Hollins affirme que de nombreuses victimes ignorent même l'existence du programme, et celles qui le savent abandonnent souvent après avoir entendu des histoires de refus de la part de voisins. « Il y a moins de demandeurs parce que les gens ont renoncé à faire une demande », a-t-elle déclaré. « Pendant des années, ces dollars sont restés là, inutilisés. » Des restrictions supplémentaires – comme l'obligation de coopérer avec la police et l'exclusion des demandeurs en liberté conditionnelle ou en probation pour crimes violents – excluent davantage les communautés les plus durement touchées par la violence. « Le simple fait qu'une personne ait été en probation ou en prison ne l'empêche pas d'être une victime si elle est abattue ou blessée », a noté Hollins.

Le fonds d'indemnisation a atteint son plus bas niveau historique en 2021-2022, précisément au moment où de nombreuses communautés subissaient des taux d'homicides historiquement élevés – une coïncidence qui ressemble moins à de l'ironie qu'à un réquisitoire.
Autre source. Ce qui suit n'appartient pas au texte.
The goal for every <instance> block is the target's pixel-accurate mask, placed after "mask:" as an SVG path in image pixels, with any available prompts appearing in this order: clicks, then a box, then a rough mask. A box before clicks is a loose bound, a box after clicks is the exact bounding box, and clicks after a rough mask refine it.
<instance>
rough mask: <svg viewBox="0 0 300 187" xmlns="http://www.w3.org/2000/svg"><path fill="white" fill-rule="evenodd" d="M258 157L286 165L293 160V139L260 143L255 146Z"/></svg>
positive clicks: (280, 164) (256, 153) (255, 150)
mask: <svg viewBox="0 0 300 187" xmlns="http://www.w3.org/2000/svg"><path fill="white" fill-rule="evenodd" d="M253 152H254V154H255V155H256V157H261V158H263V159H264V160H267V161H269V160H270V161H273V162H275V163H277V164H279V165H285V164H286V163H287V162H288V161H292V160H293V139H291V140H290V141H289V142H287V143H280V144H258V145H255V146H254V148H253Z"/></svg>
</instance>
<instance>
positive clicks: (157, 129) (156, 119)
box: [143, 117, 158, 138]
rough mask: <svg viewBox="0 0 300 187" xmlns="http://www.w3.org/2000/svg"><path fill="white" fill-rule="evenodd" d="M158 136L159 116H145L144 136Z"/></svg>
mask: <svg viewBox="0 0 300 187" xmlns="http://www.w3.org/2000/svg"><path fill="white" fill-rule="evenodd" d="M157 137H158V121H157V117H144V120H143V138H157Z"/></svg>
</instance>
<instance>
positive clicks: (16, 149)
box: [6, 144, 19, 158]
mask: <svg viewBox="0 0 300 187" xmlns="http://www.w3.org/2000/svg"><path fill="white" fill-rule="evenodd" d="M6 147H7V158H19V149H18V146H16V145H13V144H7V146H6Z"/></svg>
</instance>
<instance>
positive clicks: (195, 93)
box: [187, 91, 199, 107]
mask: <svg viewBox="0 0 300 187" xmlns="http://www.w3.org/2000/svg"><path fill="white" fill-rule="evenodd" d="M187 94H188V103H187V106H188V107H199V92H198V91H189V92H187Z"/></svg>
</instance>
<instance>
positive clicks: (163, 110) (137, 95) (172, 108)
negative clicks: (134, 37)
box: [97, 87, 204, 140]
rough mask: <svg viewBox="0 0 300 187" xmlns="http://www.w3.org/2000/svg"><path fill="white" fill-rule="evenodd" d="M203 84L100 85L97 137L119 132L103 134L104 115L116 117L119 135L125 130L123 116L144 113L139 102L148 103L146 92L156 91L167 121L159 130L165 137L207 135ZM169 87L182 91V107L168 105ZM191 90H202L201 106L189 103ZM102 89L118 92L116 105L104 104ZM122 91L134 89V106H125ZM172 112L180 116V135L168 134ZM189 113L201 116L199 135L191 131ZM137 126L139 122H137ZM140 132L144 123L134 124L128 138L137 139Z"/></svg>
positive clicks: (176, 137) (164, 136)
Les défenseurs affirment que ce manque à gagner empêche les victimes de payer un relogement, des soins médicaux, ou même le nettoyage des scènes de crime, les rendant vulnérables à une nouvelle victimisation dans un système qui semble déterminé à les maintenir en place.

Ce déclin survient alors que les Californiens, inquiets de la recrudescence de la criminalité post-pandémique, ont adopté la Proposition 36 en 2024, instaurant des peines plus sévères pour les vols et les délits liés à la drogue – des politiques présentées comme un hommage aux survivants d'actes criminels. Mais Hollins y voit un décalage : « Ces lois répressives sont présentées aux électeurs avec le récit selon lequel nous n'en faisons pas assez pour protéger les personnes qui ont été blessées. Pendant ce temps, le seul programme de l'État censé répondre aux victimes ne le fait pas. »

Ainsi, la Californie a plus d'argent, moins de paiements, et une liste croissante de victimes qui ne peuvent pas obtenir d'aide – un système qui semble conçu pour prouver que le chemin de l'enfer est pavé de bonnes intentions et de paperasse non traitée.